Dans la nature, les oiseaux suivent les troupeaux d’herbivores, car ils se nourrissent des larves des parasites internes nichant dans les bouses. À Polyface, ce sont les poules qui jouent ce rôle. Salatin les déplace, grâce à une remorque appelée « tracteur à poules » (« eggmobile »), trois jours après que le bétail a pâturé sur une zone. Cette durée correspond à la période de croissance maximale de la larve, juste avant qu’elle ne prenne sa forme ailée. Cette connexion entre le bétail et les volailles est bénéfique sur plusieurs plans. Les poules s’autoalimentent de l’herbe tendre fraîchement coupée et des larves, elles réduisent ainsi considérablement le risque de persistance du parasitisme en cassant le cycle des vers, évitant au bétail de retrouver la maladie lors de son prochain passage sur la parcelle.
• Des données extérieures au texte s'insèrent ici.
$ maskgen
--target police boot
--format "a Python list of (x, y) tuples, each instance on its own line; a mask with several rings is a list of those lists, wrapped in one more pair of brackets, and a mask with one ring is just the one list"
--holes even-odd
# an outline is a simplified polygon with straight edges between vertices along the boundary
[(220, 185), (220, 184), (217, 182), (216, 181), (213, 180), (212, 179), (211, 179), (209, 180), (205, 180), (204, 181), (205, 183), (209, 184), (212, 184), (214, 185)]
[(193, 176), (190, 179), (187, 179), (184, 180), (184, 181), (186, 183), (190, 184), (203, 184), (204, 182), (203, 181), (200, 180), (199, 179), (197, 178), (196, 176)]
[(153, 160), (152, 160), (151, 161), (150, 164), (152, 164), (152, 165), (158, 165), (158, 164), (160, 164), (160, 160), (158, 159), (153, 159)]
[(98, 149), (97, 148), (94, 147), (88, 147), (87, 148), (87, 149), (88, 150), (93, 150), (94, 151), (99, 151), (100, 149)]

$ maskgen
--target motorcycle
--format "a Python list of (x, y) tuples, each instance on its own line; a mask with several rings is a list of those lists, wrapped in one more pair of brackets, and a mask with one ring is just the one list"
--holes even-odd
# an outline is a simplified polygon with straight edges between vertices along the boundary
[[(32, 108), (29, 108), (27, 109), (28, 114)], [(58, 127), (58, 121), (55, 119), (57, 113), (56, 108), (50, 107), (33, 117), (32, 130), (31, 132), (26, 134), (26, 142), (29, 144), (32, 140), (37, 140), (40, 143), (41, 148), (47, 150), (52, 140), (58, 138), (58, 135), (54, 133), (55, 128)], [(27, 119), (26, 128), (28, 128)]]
Les poules étalent les bouses sur tout le terrain, en grattant à la recherche des larves, permettant une décomposition plus rapide des excréments, les transformant ainsi plus vite en humus, enfin elles enrichissent le sol de leurs propres déjections, riches en phosphore. L’éleveur n’a plus besoin de vermifuger son bétail et s’économise également la production ou l’achat de grain pour poules.

Cette synergie bétail-volaille n’est pas complète sans l’élément clef de cet écosystème agricole qu’est l’herbe. Joel Salatin se définit d’ailleurs comme un grass farmer («cultivateur de prairie») et s’est spécialisé dans l’étude et le choix des meilleures herbes et plantes fourragères. Lorsque l’herbe est pâturée, elle régule son système racinaire en s’en séparant d’une partie pour équilibrer son ratio racines/feuilles. Les couches successives des racines mortes permettent, suite à leur décomposition en humus, de régénérer la fertilité du sol, qui s’enrichit au fil des années.

L’observation des modèles de la nature a permis à cet éleveur de connecter intelligemment différents systèmes d’élevage. Grâce à ce principe, les bêtes tendent à se rapprocher le plus possible de leur comportement naturel, leur permettant ainsi d’avoir une autonomie alimentaire et une meilleure santé.